Rachel Fershleiser, who has seen this issue from many sides–as an author, a bookseller who sorted donations at a used bookstore for six years, and a former publicist for Big Six publishers–expressed strong feelings about it on Twitter. Here’s what she said when I asked her to expand on them.
I am continually mystified by people who worship the physical object. They used words like “sacred” and “deface” and “murder.” My best guess is that these people have little experience working in a bookstore, library, or publishing house. Books are made from wood pulp. If they don’t sell, to wood pulp they return.
That’s right. Books that do not sell are often destroyed or recycled. Now how do you feel about bookish crafts as an alternative? Sure, I realize that a book that has been recycled into another object can no longer be read, but not every book needs to be saved and re-read.
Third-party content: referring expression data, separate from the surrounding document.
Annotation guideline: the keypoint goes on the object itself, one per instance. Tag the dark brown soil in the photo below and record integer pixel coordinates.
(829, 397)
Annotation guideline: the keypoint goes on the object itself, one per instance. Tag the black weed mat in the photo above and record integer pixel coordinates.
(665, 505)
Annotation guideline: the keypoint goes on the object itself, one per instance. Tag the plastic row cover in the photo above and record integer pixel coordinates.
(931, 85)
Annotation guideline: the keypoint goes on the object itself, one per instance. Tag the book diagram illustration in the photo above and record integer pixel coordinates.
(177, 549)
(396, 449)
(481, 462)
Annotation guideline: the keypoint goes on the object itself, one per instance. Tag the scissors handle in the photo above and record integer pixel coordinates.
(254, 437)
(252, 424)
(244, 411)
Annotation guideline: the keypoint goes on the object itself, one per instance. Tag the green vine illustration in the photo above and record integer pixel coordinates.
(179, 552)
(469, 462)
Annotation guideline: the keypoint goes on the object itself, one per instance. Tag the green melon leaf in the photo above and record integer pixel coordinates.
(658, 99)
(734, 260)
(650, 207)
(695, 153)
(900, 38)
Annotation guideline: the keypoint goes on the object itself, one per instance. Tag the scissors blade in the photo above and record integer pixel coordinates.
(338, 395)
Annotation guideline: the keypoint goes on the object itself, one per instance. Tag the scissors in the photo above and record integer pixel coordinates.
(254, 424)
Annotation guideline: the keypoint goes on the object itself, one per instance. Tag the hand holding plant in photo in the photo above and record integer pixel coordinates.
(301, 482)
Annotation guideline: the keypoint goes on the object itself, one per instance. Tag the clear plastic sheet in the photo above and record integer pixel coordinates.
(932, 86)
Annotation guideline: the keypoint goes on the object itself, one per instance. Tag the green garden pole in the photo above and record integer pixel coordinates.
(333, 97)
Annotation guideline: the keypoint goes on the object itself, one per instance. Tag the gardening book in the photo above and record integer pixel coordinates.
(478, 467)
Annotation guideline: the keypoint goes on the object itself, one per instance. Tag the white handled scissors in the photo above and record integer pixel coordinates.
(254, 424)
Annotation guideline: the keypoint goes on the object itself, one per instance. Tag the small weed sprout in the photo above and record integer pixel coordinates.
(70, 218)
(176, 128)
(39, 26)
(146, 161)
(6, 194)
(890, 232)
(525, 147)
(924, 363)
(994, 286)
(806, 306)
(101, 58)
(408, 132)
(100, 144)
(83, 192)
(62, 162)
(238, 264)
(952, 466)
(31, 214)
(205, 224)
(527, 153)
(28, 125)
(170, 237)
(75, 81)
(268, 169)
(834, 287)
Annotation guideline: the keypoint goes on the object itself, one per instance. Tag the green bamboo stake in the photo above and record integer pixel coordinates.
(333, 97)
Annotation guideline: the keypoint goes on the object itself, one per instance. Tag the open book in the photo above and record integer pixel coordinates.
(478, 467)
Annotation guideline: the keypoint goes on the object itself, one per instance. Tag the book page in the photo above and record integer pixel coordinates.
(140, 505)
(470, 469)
Not every book CAN be saved. (Hell, I’m sure we’d all agree that there are plenty books that shouldn’t have been published in the first place. Who’s to say they aren’t better off as craft supplies?) Fershleiser again:
If books find a place as art or craft or marriage proposal, I feel comfortable saying it is better than many deserve. If you think your local library or school or used bookshop will be overjoyed by your donation of World Book 1992 (for any purpose other than arts and crafts time, that is) I can assure you, you are sorely mistaken. Some books are worthless. It’s just a fact.
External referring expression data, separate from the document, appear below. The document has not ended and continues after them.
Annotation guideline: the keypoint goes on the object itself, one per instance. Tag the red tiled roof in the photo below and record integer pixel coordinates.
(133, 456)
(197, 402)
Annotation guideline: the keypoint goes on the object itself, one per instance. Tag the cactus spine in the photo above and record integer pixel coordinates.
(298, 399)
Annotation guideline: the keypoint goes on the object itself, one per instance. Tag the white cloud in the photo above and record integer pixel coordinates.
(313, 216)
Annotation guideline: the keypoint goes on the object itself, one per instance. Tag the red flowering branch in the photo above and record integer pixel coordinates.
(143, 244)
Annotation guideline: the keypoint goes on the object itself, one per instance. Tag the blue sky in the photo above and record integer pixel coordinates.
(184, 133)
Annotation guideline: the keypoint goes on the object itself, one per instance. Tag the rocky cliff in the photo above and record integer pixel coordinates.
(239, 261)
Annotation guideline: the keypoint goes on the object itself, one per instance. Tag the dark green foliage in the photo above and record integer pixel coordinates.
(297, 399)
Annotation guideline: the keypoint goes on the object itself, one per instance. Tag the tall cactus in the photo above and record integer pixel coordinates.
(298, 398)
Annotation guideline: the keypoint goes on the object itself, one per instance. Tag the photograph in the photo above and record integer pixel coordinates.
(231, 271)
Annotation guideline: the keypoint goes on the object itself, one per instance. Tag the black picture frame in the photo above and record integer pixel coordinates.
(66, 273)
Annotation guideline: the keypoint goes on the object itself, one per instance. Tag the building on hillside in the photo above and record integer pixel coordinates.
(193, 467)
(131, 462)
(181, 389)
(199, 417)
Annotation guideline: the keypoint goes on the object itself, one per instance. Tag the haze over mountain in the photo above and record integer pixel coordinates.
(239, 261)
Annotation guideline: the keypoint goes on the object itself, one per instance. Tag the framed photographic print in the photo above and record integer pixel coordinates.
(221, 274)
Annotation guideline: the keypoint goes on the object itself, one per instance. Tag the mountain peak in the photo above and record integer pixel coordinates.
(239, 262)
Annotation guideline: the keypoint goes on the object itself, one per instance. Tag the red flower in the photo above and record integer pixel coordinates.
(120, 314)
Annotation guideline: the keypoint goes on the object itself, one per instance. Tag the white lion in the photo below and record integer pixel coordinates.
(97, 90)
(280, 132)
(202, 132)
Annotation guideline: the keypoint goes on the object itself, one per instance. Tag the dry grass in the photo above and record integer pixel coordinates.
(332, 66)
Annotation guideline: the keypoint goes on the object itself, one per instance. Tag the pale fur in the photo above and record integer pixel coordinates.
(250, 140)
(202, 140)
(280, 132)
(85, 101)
Fershleiser knows from book-crafting experience, so cover your ears, oh defenders of ‘the preciousssss.’
Many years ago I found a free book on a giveaway shelf with a nice red cover. With exacto knife and Aleene’s craft glue, I created a treasure box I use daily. The book is called Send A Fax To The Kasbah. Should anyone be eager to read it, there are currently 77 copies available on Amazon beginning at a price of $0.01. Knock yourselves out….Should we hold onto the ideas for posterity? Absolutely. Should we allow creative people to use stacks of paper for anything they damn well please? I am certain of it.
This obsession with protecting the book as a sacred object is misguided and counterproductive. It’s a distraction from the mission of keeping people interested in reading when a whole host of alternatives are constantly vying for their time and attention. So how about this, fellow People of the Tome: Let’s stop wasting our time on self-congratulatory defenses of objects and redirect that energy to something that matters, like reminding the world of the value of literature and nurturing new readers. Let’s get our priorities back in line. To paraphrase my friend Bradley Robb, let’s not have container fetishes, let’s have story fetishes. The container is just a container, perhaps a reminder to us of what it holds. It’s the story that entertains us. It’s the story that changes us. It’s the story that is sacred. And no crafting project or technological advancement can change that.